Early this year, I was commissioned to write a profile on Kane Williamson ahead of New Zealand's tour to England. The brief was to try to discover the man under the helmet; to tease out the aspects of his personality that allowed him to bat with such poise and serenity while compiling a record that will, in all likelihood, surpass the efforts of any other New Zealander.
By the end of the exercise it had become obvious that personality - maybe the suppression of personality would be a more accurate way of presenting it as Williamson has become a poster-child for those who don't get too high on success and too low on failure- was only one part of the jigsaw. Just as important to his success was where he was brought up, how he was brought up and his technical adroitness.
None of those pillars are quite as sexy as personality. We all love the idea that, with a smidgen of natural talent, we can all will our way to the top through drive and tenacity.
The story of Don Bradman, developing impeccable eye-hand coordination by relentlessly practicing with a golf ball and a single stump against a water tank will always carry more resonance than dad giving a heap of throw-downs in the nets. David Warner making it big from the wrong side of the tracks in Sydney, or Javed Miandad in Karachi, is a juicier narrative than Williamson rising from middle-class idyll in Tauranga, with twin brother Logan as a permanent playmate and parents, Brett and Sandra, who gave him every chance and all the (positive) encouragement to succeed.
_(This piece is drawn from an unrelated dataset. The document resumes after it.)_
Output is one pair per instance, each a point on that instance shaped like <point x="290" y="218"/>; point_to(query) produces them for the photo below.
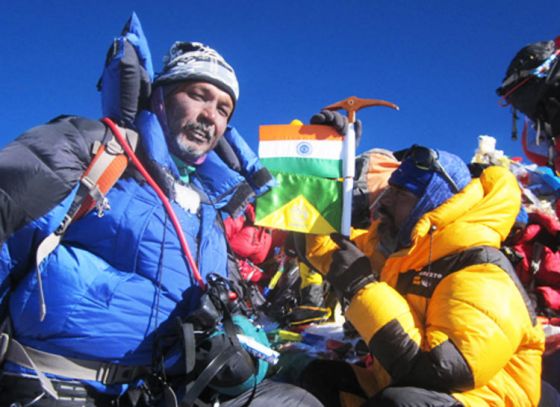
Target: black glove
<point x="350" y="270"/>
<point x="134" y="84"/>
<point x="338" y="121"/>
That is possibly why, on a global scale, Williamson's burgeoning brilliance has remained under the radar. After a strangely muted World Cup - with a single exclamation mark against Australia at Eden Park the exception - this tour of England has been a coming out party for the 24-year-old right-hander.
A wonderful test century at Lord's, which should have been the catalyst for victory but instead became the only one of his 10 centuries to come in a losing effort, turned out to be an entrée for an astonishing ODI series.
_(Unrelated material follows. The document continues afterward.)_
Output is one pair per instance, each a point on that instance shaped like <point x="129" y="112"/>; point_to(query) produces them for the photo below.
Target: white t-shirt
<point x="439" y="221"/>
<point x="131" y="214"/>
Scores of 45, 93, 118 and 90 add up to 346 runs in just 314 balls with barely an ugly swipe among them. He has the opportunity to add to that tally in tonight's final ODI at Chester-le-Street.
There's a stat that puts Williamson's deeds in an even better light.
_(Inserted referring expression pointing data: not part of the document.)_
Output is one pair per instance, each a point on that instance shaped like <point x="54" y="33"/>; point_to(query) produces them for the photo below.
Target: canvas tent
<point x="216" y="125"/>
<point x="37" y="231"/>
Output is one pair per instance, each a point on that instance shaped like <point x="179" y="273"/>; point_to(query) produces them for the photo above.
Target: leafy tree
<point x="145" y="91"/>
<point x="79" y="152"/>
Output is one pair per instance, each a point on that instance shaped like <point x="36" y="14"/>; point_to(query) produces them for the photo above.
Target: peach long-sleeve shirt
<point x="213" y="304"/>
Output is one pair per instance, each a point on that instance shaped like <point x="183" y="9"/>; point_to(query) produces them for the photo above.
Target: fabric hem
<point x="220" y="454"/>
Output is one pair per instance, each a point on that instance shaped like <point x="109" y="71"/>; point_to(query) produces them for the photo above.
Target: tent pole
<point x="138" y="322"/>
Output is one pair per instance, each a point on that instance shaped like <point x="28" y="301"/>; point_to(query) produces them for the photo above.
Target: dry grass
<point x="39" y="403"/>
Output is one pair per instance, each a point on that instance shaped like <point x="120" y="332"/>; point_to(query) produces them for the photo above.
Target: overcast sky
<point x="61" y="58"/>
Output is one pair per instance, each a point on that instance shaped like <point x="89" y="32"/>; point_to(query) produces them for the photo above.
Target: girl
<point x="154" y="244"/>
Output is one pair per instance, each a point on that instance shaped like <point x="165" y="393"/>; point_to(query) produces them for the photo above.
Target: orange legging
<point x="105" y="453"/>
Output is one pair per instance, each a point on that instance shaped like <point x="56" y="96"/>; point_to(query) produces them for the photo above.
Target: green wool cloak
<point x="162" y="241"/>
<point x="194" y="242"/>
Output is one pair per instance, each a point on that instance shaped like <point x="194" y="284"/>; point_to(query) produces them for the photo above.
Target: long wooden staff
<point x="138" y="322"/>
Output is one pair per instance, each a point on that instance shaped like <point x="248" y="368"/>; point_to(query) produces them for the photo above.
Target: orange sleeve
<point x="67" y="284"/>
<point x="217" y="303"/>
Of the New Zealanders to score more than 10 international centuries (there are not many of them), Williamson had the greatest ratio of innings to centuries in both test and ODIs, which demonstrates his class and ability to adapt.
To be fair to Ross Taylor, his numbers are exceptional, too, but he is smack-bang in the middle of his peak years, while Williamson is still, if conventional wisdom is anything to go by, three years from entering his.
Williamson would not have the slightest clue about this. He has no idea what his Cricinfo Statsguru page looks like. He refuses to let his career be driven by stats, even if he starts knocking down records all over the show.
"There has been success and failure and there'll be plenty more of both," he told Cricket Monthly. "You can't hold on to success for too long or hold on to failure. You've got to let both go. It's easy to fall into the trap of getting a hundred and it felt good so you want and expect more, or you fail and you don't know why and you fall into a trap.
"You want success too badly. Sometimes you have to accept you're going to have both and neither will last forever. Let them come and go."
While cricket may sometimes be dismissively described as an individual sport in a team context, for Williamson "team" is everything. He says it with such earnestness it is impossible not to be swayed by his conviction.
"[Individual records are] not why I play," he says. "Playing for the team situation is the most important thing, contributing to the team. That's for me what makes the game so much more enjoyable. You can enjoy others' success much more when you do play for these reasons.
"Sorry, there's no right or wrong reasons, but that's why I play the game that way as opposed to judging yourself on a knife-edge every day based on [stats]."
That selection knife-edge has now been blunted to the point where it is inconceivable that New Zealand would send out a side in whites or colours without Williamson at No 3.
In Williamson and Taylor, New Zealand have their best ever No 3-4 combination, surpassing the Jones-Crowe combination that underpinned New Zealand's efforts through the late-80s and early-90s.
Crowe, the man considered by most to be New Zealand's greatest batsman, has anointed him as his successor to that title, but according to Doug Bracewell, who grew up in Tauranga playing with and against Williamson, he does not need this sort of external motivation.
"I remember bowling to him once and just thinking, 'Jesus, how good is this kid?' We were in all the age-group tournaments together and we had an annual tournament that we went to every year. I reckon he went two or three years without being dismissed. The only time he wasn't batting was when they retired him," Bracewell told the magazine. "He wasn't like other kids. They played for fun but Kane played for a different reason - he played to succeed. That was how he had fun."
And right there we might have the continuing essence of Williamson's success. He clearly has talent (although he does not see himself as exceptionally talented), he clearly had a great upbringing in a supportive, sports-mad family and he clearly has a personality built to combat the highs and lows that high-performance sport can throw at you.
But perhaps the truly important thing is that, for him, scoring runs has always been a hell of a lot of fun. As long as that continues, there should be plenty more of them to come.